Breast cancer is a plague that affects 1 in 8 women all around the world, regardless of race, age or health condition, but this month we get up close and personal with the loved ones of those affected. Part 2 of our breast cancer awareness series sees us interviewing a gentleman, Redza Zainal, whose wife is undergoing treatment.
We can only assume that even good men struggle with their commitment of ‘for better or for worse’, especially when they get the news that their wives have breast cancer. For Redza, former flourishing videographer and documentarist for History Channel Asia, everything was worth giving up for his wife.
What was the first thing that crossed your mind when you found out that Fara had breast cancer?
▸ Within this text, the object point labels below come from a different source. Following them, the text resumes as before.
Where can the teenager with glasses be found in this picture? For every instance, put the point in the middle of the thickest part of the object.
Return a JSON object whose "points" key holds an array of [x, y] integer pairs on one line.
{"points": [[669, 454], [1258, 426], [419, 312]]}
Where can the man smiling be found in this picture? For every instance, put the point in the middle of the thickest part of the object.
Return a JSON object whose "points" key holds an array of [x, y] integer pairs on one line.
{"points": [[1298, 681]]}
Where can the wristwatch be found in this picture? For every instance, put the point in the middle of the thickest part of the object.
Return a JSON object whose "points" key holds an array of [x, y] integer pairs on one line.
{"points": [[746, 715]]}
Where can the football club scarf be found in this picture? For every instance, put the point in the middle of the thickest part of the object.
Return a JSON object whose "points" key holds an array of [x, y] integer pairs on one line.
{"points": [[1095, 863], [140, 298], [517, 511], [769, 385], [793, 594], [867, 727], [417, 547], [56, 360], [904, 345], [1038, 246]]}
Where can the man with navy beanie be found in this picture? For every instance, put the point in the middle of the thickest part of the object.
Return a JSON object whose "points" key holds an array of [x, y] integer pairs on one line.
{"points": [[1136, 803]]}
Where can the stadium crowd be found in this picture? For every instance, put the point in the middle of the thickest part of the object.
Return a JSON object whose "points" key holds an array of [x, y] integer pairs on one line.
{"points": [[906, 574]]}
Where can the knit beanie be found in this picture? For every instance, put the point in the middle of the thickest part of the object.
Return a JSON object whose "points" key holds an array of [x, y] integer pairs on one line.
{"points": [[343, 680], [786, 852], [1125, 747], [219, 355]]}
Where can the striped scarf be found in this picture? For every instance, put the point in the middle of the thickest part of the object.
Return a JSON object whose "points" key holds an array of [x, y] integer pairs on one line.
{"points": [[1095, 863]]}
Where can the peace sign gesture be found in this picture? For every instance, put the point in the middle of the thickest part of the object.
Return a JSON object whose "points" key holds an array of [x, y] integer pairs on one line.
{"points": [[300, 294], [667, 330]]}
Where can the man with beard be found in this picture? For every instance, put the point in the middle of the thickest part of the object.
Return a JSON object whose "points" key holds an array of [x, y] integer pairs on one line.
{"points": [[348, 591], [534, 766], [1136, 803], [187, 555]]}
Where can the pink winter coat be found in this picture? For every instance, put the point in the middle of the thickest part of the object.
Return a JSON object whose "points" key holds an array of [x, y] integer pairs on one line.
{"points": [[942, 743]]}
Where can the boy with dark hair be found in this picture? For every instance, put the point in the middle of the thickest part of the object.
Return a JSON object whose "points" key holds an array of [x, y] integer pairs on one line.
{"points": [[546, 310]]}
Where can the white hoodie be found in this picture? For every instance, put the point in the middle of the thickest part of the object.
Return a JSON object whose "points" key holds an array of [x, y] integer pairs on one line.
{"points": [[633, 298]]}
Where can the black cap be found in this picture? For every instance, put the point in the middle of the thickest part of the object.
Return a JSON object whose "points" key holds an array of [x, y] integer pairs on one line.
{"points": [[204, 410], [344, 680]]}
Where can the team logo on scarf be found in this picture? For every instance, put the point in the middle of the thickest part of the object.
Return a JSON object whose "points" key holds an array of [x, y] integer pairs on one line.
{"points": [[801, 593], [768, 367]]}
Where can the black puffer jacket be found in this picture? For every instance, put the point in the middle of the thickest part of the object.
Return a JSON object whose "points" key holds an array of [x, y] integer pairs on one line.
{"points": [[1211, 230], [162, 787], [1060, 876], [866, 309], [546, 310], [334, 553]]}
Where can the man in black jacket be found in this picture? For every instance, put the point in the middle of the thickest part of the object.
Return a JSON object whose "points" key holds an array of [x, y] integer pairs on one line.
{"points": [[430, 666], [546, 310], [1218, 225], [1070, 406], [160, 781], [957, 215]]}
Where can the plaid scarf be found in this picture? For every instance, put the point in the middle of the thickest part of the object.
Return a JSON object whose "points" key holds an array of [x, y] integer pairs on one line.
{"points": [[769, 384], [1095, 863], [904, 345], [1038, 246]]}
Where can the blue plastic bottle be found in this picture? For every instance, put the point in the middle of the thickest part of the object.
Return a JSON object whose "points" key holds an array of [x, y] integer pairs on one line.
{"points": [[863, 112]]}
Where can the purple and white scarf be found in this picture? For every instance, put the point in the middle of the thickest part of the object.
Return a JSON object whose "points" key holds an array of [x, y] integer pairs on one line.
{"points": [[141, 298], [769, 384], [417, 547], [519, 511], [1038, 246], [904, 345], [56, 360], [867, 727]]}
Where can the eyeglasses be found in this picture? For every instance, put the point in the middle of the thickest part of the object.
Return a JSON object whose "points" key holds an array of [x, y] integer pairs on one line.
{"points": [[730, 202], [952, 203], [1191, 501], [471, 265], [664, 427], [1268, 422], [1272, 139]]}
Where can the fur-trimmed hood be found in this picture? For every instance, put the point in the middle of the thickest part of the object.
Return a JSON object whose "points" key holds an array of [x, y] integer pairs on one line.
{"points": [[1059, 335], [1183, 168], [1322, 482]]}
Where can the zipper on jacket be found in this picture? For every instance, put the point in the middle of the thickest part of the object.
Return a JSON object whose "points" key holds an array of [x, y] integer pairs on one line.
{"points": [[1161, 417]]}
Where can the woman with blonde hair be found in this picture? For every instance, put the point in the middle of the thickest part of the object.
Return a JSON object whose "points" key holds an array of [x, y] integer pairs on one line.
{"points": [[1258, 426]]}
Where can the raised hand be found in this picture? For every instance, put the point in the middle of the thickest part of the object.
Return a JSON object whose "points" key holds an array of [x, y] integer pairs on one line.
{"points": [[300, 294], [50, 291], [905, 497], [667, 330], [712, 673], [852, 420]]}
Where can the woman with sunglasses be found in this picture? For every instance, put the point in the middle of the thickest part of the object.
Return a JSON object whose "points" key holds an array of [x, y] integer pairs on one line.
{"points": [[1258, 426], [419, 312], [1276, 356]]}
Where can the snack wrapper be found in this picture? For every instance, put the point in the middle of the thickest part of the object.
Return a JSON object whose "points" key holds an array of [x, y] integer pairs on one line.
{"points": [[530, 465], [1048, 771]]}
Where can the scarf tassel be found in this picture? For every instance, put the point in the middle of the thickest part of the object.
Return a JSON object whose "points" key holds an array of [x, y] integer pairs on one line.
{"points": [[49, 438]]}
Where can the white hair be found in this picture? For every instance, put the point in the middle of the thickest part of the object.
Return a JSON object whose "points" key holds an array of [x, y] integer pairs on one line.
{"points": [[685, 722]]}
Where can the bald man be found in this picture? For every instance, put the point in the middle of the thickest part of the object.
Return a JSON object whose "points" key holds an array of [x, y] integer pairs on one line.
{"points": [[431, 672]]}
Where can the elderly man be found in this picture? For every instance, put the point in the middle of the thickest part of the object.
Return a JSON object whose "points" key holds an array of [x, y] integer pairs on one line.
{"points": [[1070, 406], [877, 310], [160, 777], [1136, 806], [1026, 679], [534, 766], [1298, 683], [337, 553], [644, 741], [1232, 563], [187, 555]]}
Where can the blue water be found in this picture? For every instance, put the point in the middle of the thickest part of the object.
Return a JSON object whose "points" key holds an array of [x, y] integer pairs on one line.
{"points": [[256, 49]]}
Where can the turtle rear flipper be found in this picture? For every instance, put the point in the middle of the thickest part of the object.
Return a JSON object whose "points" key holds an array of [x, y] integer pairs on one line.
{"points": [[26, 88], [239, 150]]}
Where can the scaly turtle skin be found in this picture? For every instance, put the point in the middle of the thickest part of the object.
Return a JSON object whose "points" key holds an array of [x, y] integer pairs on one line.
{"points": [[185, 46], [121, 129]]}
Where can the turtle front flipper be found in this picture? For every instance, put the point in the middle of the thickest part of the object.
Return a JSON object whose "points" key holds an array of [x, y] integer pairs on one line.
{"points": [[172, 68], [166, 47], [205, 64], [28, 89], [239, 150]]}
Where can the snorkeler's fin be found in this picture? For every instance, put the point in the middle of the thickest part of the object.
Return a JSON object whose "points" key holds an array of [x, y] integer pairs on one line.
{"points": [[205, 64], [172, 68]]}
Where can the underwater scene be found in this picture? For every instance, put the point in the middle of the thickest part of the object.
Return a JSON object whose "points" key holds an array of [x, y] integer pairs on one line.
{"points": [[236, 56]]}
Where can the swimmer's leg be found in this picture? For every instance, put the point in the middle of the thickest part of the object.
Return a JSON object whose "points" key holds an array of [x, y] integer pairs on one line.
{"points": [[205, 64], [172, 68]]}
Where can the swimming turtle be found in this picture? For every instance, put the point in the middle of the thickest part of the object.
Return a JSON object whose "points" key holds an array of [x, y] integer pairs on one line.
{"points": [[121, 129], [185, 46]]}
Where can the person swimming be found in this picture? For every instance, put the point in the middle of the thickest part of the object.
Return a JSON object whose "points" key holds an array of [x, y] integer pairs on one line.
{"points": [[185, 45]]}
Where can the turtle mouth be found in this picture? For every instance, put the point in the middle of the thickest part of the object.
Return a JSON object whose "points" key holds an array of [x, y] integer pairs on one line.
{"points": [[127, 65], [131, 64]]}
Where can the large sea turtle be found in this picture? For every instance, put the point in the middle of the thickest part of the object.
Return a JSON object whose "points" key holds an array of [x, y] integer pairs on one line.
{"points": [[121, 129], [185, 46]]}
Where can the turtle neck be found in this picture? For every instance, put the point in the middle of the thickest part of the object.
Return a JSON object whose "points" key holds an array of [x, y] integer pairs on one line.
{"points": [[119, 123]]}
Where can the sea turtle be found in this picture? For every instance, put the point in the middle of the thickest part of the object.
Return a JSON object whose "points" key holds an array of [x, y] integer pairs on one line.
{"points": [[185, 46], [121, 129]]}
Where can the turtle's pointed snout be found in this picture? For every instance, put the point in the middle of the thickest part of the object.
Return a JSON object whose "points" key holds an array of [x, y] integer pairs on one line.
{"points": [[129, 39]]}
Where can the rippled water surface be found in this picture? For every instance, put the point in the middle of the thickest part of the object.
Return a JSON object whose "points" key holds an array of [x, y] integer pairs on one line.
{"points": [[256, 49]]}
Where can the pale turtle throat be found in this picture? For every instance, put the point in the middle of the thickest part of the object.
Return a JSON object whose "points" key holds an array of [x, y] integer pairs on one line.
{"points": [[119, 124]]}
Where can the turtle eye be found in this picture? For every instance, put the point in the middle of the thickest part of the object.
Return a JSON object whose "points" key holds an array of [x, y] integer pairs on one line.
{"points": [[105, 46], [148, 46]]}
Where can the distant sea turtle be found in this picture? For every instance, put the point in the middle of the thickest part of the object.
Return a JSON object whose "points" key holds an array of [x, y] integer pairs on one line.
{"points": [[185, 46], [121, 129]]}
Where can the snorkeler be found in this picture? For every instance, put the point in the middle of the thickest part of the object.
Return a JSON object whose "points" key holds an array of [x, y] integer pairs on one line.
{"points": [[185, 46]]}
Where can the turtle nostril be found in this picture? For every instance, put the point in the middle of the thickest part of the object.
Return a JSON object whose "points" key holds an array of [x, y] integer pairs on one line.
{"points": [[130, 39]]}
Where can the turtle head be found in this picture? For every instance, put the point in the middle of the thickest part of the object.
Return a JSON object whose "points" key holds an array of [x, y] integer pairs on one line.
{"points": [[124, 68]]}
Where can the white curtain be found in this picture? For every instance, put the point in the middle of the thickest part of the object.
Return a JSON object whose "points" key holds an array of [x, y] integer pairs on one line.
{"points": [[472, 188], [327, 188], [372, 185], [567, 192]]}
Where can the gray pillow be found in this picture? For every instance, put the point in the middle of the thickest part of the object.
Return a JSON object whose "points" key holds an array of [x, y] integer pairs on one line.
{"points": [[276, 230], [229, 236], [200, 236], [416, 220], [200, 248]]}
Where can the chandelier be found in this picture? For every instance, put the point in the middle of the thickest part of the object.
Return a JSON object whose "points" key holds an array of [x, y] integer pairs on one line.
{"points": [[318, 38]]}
“There were a lot of questions. What would happen to her? What would happen to me? What would happen to my work, our finances, and so on and so forth. It was very hard for me to focus and accept that she had cancer. I knew about cancer, obviously, but not in-depth. I don’t know emotions, sensitivities … so when I found out, we had discussed about what to do, and about hospital issues. At the time, we were at a very bad spot financially. We didn’t have a lot of options. On top of that, as I did not understand the disease and the character of breast cancer victims, I became very defensive and was in denial. When she told me she was in pain, I had often asked her to 'relax lah', not knowing how to deal with it.”
What were initial trips to the hospital like?
“She came home from the hospital one time crying, she was so scared of what the doctor had just told her about the multiple processes which involved cutting and such, and I was confounded. She had not wanted to go for chemotherapy, because it had seemed so daunting. I tried to convinced her to go, and that was the source of our many fights. Out of rage, I remember telling her, ‘everybody dies, so just go to the hospital’. But in the end, I listened to her, asked her what she wanted to do – which was other alternatives in the beginning, such as traditional herbal medicine. That went on for two years, where I let her do whatever she wanted. After many failures, I put my foot down and decided it was time for us to go to the hospital.”
How did you cope all this while?
“I browsed a lot of books and the Internet – not about treatments initially, but about the behaviour of cancer patients so that I know how to cope better. I can’t tell her about treatments as I am not qualified. The only thing I knew was to give her moral and emotional support and protect her from things that could potentially hurt and influence her – especially from people around us. They try to help and advise but that might just do more damage than good. I didn’t want her to be frustrated and demoralised. I became her shield. People want to help, yes, they have good intentions but they don’t know her the way I do. I also think Fara is a fighter – one day at a time – that makes me strong. If my wife wasn’t fighting back, I would probably have given up earlier as well.”
“There were a lot of questions. What would happen to her? What would happen to me? What would happen to my work, our finances, and so on and so forth. It was very hard for me to focus and accept that she had cancer."